By offering a truly personalised experience, banks can ensure clients feel heard and understood, and that their issues are met with empathy. Through this, banks can really begin to build relationships with the communities they serve and maintain loyalty by establishing themselves as businesses that understand and care about their clients’ needs and concerns.
An investment for the digital future
Despite hesitancy within the banking industry to implement new digital capabilities, it’s no question this is necessary if they are to develop and nurture their customer base.

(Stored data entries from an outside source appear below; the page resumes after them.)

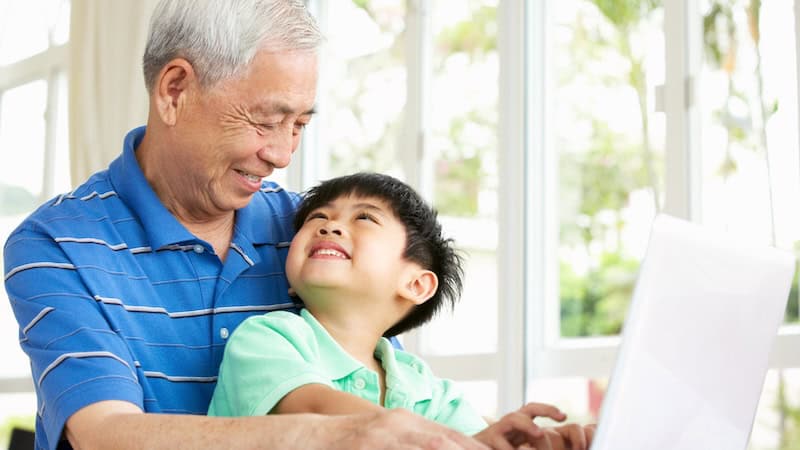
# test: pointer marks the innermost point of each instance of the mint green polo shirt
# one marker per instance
(272, 354)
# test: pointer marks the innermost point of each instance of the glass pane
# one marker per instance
(16, 410)
(27, 28)
(776, 425)
(363, 86)
(464, 114)
(749, 117)
(607, 59)
(22, 138)
(22, 130)
(61, 169)
(482, 395)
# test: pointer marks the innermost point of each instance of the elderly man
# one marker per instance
(127, 288)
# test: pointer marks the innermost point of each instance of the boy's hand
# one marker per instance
(517, 429)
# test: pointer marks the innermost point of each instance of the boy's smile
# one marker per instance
(349, 248)
(328, 250)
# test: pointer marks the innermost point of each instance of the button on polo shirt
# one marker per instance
(270, 355)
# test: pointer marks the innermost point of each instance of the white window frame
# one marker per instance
(48, 65)
(529, 341)
(547, 354)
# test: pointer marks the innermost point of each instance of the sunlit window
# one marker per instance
(33, 157)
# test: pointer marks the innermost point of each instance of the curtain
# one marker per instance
(107, 96)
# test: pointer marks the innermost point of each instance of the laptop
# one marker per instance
(695, 343)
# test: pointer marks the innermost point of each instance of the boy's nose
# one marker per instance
(329, 228)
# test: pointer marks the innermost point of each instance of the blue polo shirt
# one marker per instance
(116, 300)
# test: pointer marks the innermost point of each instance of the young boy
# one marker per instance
(368, 261)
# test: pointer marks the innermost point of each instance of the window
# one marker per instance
(566, 126)
(410, 89)
(33, 106)
(634, 109)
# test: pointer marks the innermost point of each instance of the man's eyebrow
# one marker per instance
(283, 108)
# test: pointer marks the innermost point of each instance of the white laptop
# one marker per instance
(695, 343)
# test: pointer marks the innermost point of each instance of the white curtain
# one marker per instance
(107, 96)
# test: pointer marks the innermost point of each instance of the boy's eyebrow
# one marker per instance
(365, 205)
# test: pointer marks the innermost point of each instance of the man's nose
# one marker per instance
(279, 147)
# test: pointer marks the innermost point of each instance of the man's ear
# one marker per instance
(419, 287)
(171, 87)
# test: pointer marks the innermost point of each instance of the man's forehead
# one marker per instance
(281, 107)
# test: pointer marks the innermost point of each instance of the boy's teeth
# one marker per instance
(252, 178)
(329, 252)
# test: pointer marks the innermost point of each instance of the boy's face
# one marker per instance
(352, 246)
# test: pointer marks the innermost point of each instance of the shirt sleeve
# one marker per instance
(76, 357)
(451, 409)
(266, 357)
(441, 400)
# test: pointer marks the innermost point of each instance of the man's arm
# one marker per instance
(121, 425)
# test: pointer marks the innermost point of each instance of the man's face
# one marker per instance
(351, 247)
(235, 133)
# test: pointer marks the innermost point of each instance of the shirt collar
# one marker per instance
(160, 226)
(403, 373)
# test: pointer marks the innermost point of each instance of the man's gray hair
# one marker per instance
(221, 37)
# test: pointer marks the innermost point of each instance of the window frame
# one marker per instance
(49, 65)
(548, 354)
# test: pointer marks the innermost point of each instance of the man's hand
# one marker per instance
(565, 437)
(122, 425)
(389, 429)
(517, 430)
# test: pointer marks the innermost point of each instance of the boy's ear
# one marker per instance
(419, 287)
(170, 90)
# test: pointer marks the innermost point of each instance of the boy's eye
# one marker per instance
(366, 216)
(316, 215)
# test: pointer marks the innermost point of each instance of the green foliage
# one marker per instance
(474, 35)
(625, 13)
(594, 304)
(457, 186)
(22, 422)
(607, 173)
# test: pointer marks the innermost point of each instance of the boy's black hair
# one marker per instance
(425, 244)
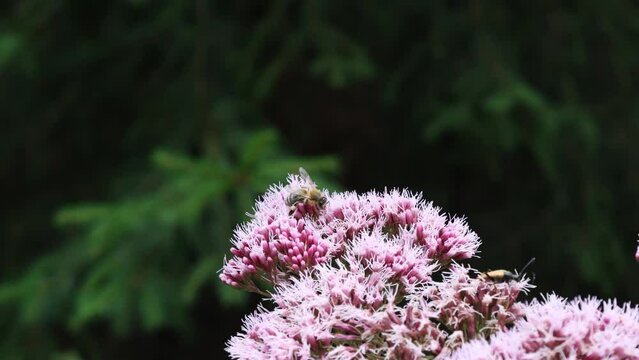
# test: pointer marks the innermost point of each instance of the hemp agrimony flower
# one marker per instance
(377, 276)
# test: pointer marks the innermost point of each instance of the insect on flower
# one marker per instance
(309, 196)
(504, 275)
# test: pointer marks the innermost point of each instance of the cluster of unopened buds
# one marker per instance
(378, 276)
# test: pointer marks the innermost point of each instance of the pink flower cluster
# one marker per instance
(277, 244)
(376, 276)
(557, 329)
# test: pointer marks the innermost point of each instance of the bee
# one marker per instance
(306, 195)
(504, 275)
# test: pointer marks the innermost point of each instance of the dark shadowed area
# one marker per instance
(137, 134)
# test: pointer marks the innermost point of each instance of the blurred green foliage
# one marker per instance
(522, 116)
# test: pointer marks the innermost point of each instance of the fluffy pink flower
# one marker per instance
(580, 329)
(473, 305)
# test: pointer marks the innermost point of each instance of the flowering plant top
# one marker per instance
(378, 276)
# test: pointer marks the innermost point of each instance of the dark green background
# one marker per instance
(136, 134)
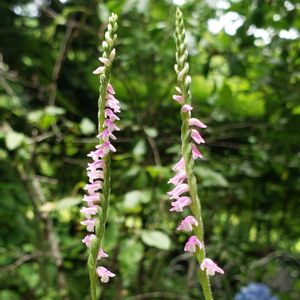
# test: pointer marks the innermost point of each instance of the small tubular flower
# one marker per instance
(187, 108)
(196, 136)
(210, 267)
(178, 98)
(178, 190)
(196, 122)
(195, 152)
(101, 254)
(180, 204)
(191, 244)
(187, 224)
(98, 171)
(104, 274)
(87, 240)
(185, 191)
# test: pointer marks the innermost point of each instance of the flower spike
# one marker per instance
(98, 171)
(184, 180)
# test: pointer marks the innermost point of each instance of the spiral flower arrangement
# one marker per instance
(98, 171)
(184, 192)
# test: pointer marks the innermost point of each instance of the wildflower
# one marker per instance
(178, 190)
(187, 223)
(90, 224)
(195, 152)
(179, 166)
(178, 98)
(191, 244)
(87, 240)
(187, 108)
(210, 267)
(196, 122)
(89, 211)
(101, 254)
(196, 136)
(180, 203)
(104, 274)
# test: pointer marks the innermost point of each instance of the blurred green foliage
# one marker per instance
(245, 87)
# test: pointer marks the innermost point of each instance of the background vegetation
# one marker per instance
(245, 69)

Cloud solutions are a key enabler in this space, allowing banks to transform and experiment with digital innovations, so new deployments are tried and tested before they’re implimented for the long term. This offers the flexibility and agility for banks to build new services and applications, making them better placed to respond and adapt to customer needs in the future.
With customers attuned to digital services, customers expect banks to be ready with solutions as soon as a problem occurs. Expectations are higher than ever, but by leveraging the right technology and establishing a robust cloud-based digital banking strategy, customers can receive exceptional experiences for the future.